O movimento da Monin ilustra uma lição estratégica válida para marcas de qualquer segmento que dependa de conhecimento técnico para gerar boa experiência de consumo — vender o produto certo não é suficiente quando o consumidor não sabe como extrair o melhor resultado dele. Combinar venda direta com personalização por inteligência artificial tende a ser o caminho mais eficiente para transformar um nicho especializado em um canal de crescimento sustentável, à medida que o comportamento do consumidor brasileiro segue migrando experiências antes restritas ao ambiente comercial para dentro de casa.
FAQ
Por que a Monin decidiu lançar um e-commerce próprio no Brasil?
A marca identificou crescimento expressivo do uso doméstico de seus produtos nos últimos anos e criou o canal para atender consumidores finais e profissionais independentes que não têm volume de compra suficiente para negociar diretamente com distribuidores tradicionais, sem substituir essa rede já existente.
O que é o Bartender Virtual da Monin?
É uma ferramenta de inteligência artificial que sugere combinações, técnicas e fichas de preparo de drinques alcoólicos e não alcoólicos, adaptando as recomendações ao nível de conhecimento e habilidade de cada usuário.
Qual é o tamanho do mercado de xaropes para coquetelaria no mundo?
O mercado internacional de xaropes para coquetéis deve crescer de US$ 5,33 bilhões em 2025 para US$ 7,21 bilhões até 2030, impulsionado pela popularização da mixologia doméstica e pela demanda por versões premium e mais naturais.
Existem outras marcas brasileiras se beneficiando dessa tendência de coquetelaria em casa?
Sim.

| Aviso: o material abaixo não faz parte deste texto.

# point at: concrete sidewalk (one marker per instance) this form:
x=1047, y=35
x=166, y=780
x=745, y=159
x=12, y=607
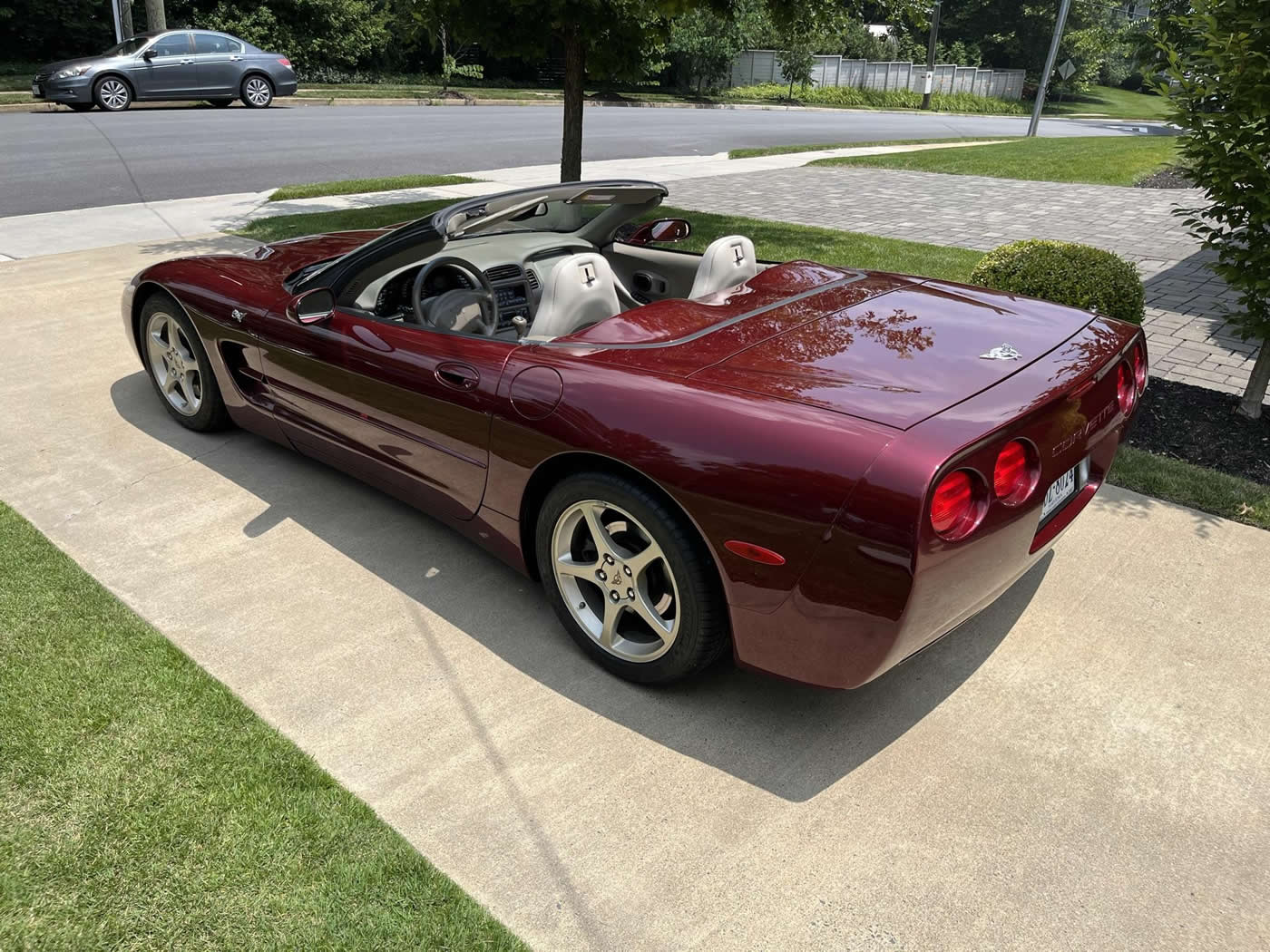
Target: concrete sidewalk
x=56, y=232
x=1082, y=765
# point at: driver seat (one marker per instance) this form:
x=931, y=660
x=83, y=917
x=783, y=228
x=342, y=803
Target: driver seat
x=726, y=263
x=581, y=291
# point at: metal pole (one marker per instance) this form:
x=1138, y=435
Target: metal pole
x=1050, y=67
x=929, y=80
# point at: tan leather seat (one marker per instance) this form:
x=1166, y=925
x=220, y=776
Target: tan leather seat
x=727, y=263
x=581, y=291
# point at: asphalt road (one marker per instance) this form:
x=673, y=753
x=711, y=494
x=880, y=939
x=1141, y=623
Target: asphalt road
x=60, y=160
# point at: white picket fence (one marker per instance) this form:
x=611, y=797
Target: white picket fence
x=761, y=66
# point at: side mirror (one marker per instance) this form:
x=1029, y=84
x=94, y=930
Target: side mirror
x=313, y=306
x=662, y=231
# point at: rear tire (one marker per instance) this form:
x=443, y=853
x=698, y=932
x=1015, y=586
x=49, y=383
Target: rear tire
x=257, y=92
x=178, y=365
x=112, y=94
x=645, y=600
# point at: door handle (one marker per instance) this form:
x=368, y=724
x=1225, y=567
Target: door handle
x=457, y=376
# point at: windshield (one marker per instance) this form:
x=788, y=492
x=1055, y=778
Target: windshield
x=127, y=47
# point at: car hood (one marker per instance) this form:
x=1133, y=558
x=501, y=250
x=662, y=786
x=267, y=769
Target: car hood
x=904, y=355
x=50, y=69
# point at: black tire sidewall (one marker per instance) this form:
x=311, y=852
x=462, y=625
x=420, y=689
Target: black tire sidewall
x=212, y=414
x=702, y=615
x=247, y=102
x=101, y=103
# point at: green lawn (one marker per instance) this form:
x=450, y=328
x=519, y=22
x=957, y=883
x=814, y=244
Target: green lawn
x=143, y=806
x=1102, y=160
x=772, y=240
x=349, y=187
x=818, y=146
x=1111, y=102
x=1202, y=489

A Easy Drinks, empresa brasileira especializada em preparados não alcoólicos para coquetéis, faturou quase R$ 25 milhões no último ano e projeta chegar a R$ 40 milhões de receita anual, com presença em redes de varejo e marketplaces como a Amazon.
Como marcas de outros segmentos podem aplicar essa estratégia?
Categorias que dependem de conhecimento técnico específico para gerar boa experiência de uso, como culinária, jardinagem ou cuidados pessoais, podem combinar canal de venda direta com ferramentas de personalização por IA, mesmo que mais simples que uma solução proprietária, para reduzir a fricção entre a compra e a satisfação do consumidor com o resultado final.
Um e-commerce próprio de uma marca compromete a relação com distribuidores?
Não necessariamente, desde que bem posicionado. O caso da Monin mostra que apresentar o canal próprio como complementar, voltado a um público não atendido com a mesma eficiência pelos distribuidores, reduz o risco de atrito com parceiros comerciais já estabelecidos.